Re: [PATCH v2 0/5] fs, xfs: block map immutable files for dax, dma-to-storage, and swap

From: Christoph Hellwig
Date: Sat Aug 12 2017 - 03:34:07 EST


On Fri, Aug 11, 2017 at 03:26:05PM -0700, Dan Williams wrote:
> Right, but they let userspace make inferences about the state of
> metadata relative to I/O to a given storage address. In this regard
> S_IOMAP_IMMUTABLE is no different than MAP_SYNC, but 'immutable' goes
> a step further to let an application infer that the storage address is
> stable. This enables applications that MAP_SYNC does not, see below.

But the application must not know (and cannot know) the storage address,
so it doesn't matter.

> > What is the observable behavior of an extent map change? How can you
> > describe your immutable extent map behavior so that when I violate
> > them by e.g. moving one extent to a different place on disk you can
> > observe that in userspace?
>
> The violation is blocked, it's immutable. Using this feature means the
> application is taking away some of the kernel's freedom. That is a
> valid / safe tradeoff for the set of applications that would otherwise
> resort to raw device access.

What can the application do with it safely that it can't otherwise do?
Short answer: nothing.

> >
> > Please explain how this interface allows for any sort of safe userspace
> > DMA.
>
> So this is where I continue to see S_IOMAP_IMMUTABLE being able to
> support applications that MAP_SYNC does not. Dave mentioned userspace
> pNFS4 servers, but there's also Samba and other protocols that want to
> negotiate a direct path to pmem outside the kernel.

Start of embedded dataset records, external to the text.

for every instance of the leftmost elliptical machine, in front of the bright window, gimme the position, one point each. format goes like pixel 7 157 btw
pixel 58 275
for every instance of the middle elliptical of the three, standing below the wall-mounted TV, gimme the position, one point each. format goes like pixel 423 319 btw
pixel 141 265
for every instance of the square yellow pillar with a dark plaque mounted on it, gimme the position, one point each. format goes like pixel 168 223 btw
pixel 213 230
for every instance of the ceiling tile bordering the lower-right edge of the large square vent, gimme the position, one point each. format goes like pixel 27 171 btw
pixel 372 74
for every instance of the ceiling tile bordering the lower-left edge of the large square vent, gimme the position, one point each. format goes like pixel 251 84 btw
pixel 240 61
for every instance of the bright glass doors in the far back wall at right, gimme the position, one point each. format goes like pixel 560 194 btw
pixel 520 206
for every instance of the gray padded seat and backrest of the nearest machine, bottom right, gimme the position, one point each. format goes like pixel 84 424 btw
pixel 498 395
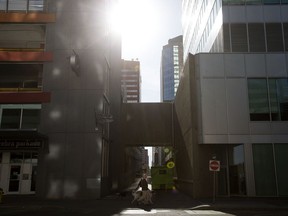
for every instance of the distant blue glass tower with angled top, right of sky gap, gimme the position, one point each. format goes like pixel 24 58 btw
pixel 171 66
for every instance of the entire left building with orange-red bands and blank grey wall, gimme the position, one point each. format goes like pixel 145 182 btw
pixel 59 94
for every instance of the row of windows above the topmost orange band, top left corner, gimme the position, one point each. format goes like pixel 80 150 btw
pixel 23 5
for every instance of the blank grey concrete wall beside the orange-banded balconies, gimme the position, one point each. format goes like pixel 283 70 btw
pixel 72 166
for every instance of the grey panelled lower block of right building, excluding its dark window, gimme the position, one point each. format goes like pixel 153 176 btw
pixel 212 115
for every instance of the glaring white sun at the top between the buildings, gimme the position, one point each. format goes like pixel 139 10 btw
pixel 136 20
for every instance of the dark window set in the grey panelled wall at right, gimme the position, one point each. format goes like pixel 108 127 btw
pixel 268 99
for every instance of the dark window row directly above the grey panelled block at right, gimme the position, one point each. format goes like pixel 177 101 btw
pixel 255 37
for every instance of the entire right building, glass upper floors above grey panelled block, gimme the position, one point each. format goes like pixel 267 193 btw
pixel 232 103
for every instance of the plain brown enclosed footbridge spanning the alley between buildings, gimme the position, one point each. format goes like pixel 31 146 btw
pixel 147 124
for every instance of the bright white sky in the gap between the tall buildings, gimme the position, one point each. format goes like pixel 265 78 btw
pixel 149 26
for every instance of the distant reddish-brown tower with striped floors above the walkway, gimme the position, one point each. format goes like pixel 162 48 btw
pixel 130 81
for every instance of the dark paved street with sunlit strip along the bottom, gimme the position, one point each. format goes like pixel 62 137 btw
pixel 165 203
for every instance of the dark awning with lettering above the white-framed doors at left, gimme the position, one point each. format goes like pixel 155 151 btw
pixel 18 139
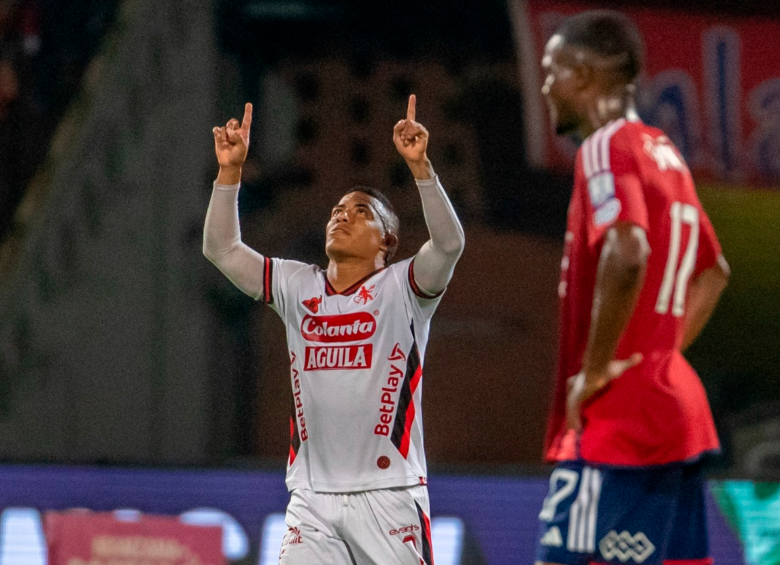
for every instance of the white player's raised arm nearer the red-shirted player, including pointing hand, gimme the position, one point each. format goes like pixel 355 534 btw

Userspace pNFS servers must use a userspace file system. Everything
else is just brainded stupid due to the amount of communication they
need to do. Also note that the only pNFS layouts that would even cause
direct block access are pNFS block/scsi and for those the
S_IOMAP_IMMUTABLE semantics are not very useful (background: I wrote
the Linux implementation for those, and authored the scsi layout spec)


> Applications that just want flush from userspace can use MAP_SYNC,
> those that need to temporarily pin the block for RDMA can use the
> in-kernel pNFS server, and those that need to coordinate both from
> userspace can use S_IOMAP_IMMUTABLE. It's a continuum, not a
> competition.

Again - how does your application even know that I moved your block
around with your S_IOMAP_IMMUTABLE? We should never add interfaces
that mandate implementations - we should based interfaces based on
user observable behavior - and debug tools like fiemap don't count.

Before going any further please write a man page that describeÑ your
intended semantics in a way that an application programmer understands.